Итак, звучали цикады. Я с некоторой опаской употребляю слово «цикады», потому что вычитал у Набокова что-то вроде «которых почему-то называют цикадами» — а кому и знать, как не Набокову, где цикады, а где не цикады. Порицаемые, точнее, элегантно поставленные Набоковым на место авторы, имели в виду, вероятно, каких-то необычных для их уха кузнечиков, и не удержались, по слабости своей, от экзотического, северянински-красивого слова «цикада». Цикада — это что-то вроде кузнечика, верно? Уж на это-то я могу рассчитывать? В общем, в дальнейшем этих существ, если о них зайдет речь, я буду называть цикадами. Надеюсь, что я не оскорблю этим память великого писателя.
Цикады звучали. На что похож звук, издаваемый одновременно миллионом цикад? Прежде всего, необходимо сказать, что их звука очень много. К нему быстро привыкаешь, но если остановиться, прислушаться, то этот звук, мощный, стереофоничный, моментально оккупирует все твое слуховое пространство. Что касается тембра, то он напомнил мне расходившуюся панцирную общежитскую кровать, только здесь кроватки были совсем махонькие, для каких-то очень маленьких и милых сказочных человечков. Эти крохотные панцирные сетки, миллион сеток, часто-часто вибрировали, издавая крошечный, но все-таки панцирно-сеточный звучик. Впрочем, иногда мне казалось, что это не кроватки, а много-много крохотных трескучих насосиков, которые все что-то качают, качают, качают, очень быстро и безостановочно. Цикады есть почти всюду, где есть растительность. Странно их постоянно слышать, да не просто слышать, а прямо-таки тонуть в их звучании, и не видеть при этом ни единой цикадины — прямо какая-то мистификация.

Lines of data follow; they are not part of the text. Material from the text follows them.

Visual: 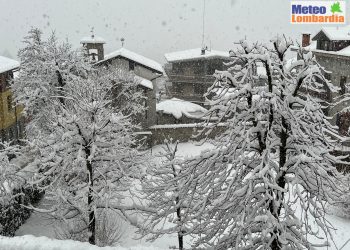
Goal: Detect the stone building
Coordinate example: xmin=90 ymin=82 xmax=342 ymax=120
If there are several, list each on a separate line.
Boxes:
xmin=81 ymin=36 xmax=164 ymax=131
xmin=302 ymin=26 xmax=350 ymax=135
xmin=0 ymin=56 xmax=24 ymax=142
xmin=165 ymin=48 xmax=230 ymax=105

Эвкалипты, кипарисы, пинии. (Опять, слово «пинии» я пишу, втянув голову в плечи, боясь, как бы какой-нибудь новый Набоков не пригвоздил меня к позорному столбу.) Какая мягкая, добрая хвоя у пинии! Просто приглашает ладонь отдохнуть, побыть в ней. Однако хвоя пинии, благоволя глазу, разочаровывает руку — она вовсе не так мягка на ощупь: колется, сопротивляется. Но разочарование длится недолго. К покалыванию привыкаешь; очень похоже кровь иногда покалывает пальцы изнутри. Пинии имеют корни также и сверху, возносится ими ввысь. Эти верхние пиниевые корневища покрыты мягкими хвойными облаками. Хвоя пинии кажется сплошной, во всяком случае, такой запоминается; хвоя наших-то сосен состоит все же из иголок.

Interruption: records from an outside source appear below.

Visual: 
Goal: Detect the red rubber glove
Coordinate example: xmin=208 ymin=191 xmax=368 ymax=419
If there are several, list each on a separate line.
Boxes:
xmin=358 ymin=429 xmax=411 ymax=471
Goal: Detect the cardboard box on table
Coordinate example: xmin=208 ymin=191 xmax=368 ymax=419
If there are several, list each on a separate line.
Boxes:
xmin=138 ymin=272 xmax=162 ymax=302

Кипарисы, старые друзья. Их я помню с самого детства, с тех самых старых добрых времен, когда мы с родителями выезжали летом на юг. С этим деревом у меня связано одно печальное недоразумение: как-то раз я прочел у Бунина — «чернели кипарисы». И везде дальше: «черные кипарисы». Бунин прямо-таки настаивал, что кипарисы черные. Сколько ни таращил я на них глаза, при самых разных освещениях, мне ни разу не посчастливилось увидеть кипарисы черными. Ну, разве что когда совсем темно и все, на что не падает прямо свет, становится черным. Зеленые они, хоть тресни. Я был подавлен. И как будто для того, чтобы довершить мое посрамление, я не только у Бунина (у Олеши? у Катаева? у того же Набокова?) прочитал про черные кипарисы. И у Пушкина — «темные кипарисы». И он туда же. Спасибо, что хоть не черные. Здесь, впрочем, я готов на компромисс — кипарисы, действительно, темно-зеленые.

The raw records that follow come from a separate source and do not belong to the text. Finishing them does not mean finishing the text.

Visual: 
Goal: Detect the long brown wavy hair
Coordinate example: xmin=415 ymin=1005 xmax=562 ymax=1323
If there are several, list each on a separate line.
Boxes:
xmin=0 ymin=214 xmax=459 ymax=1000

Эвкалипты. Я издавна люблю и уважаю их. Благородная потертость эвкалиптового листа, его светло-зеленый, немножко морской цвет. Эвкалиптовая кожура, которая кое-где свисает, перепутавшись, со ствола, как будто кто-то то там, то сям принимался чистить эвкалипт, как банан, недочистил и бросил. Странно думать, что когда-то эвкалипты были только в Австралии. Теперь они есть, я думаю, в каждой южной стране. Помню, еще совсем пацанчиком я был с отцом в Батуми. Мы долго шли под не дающим ни на секунду забыть о себе солнцем, в парниковой духоте и вдруг очутились в тени, в полумраке, в прохладе. Я до сих пор хорошо помню именно внезапность этого перехода. «Бабушка!» — вдруг осенило меня. Это были эвкалипты. Но почему бабушка?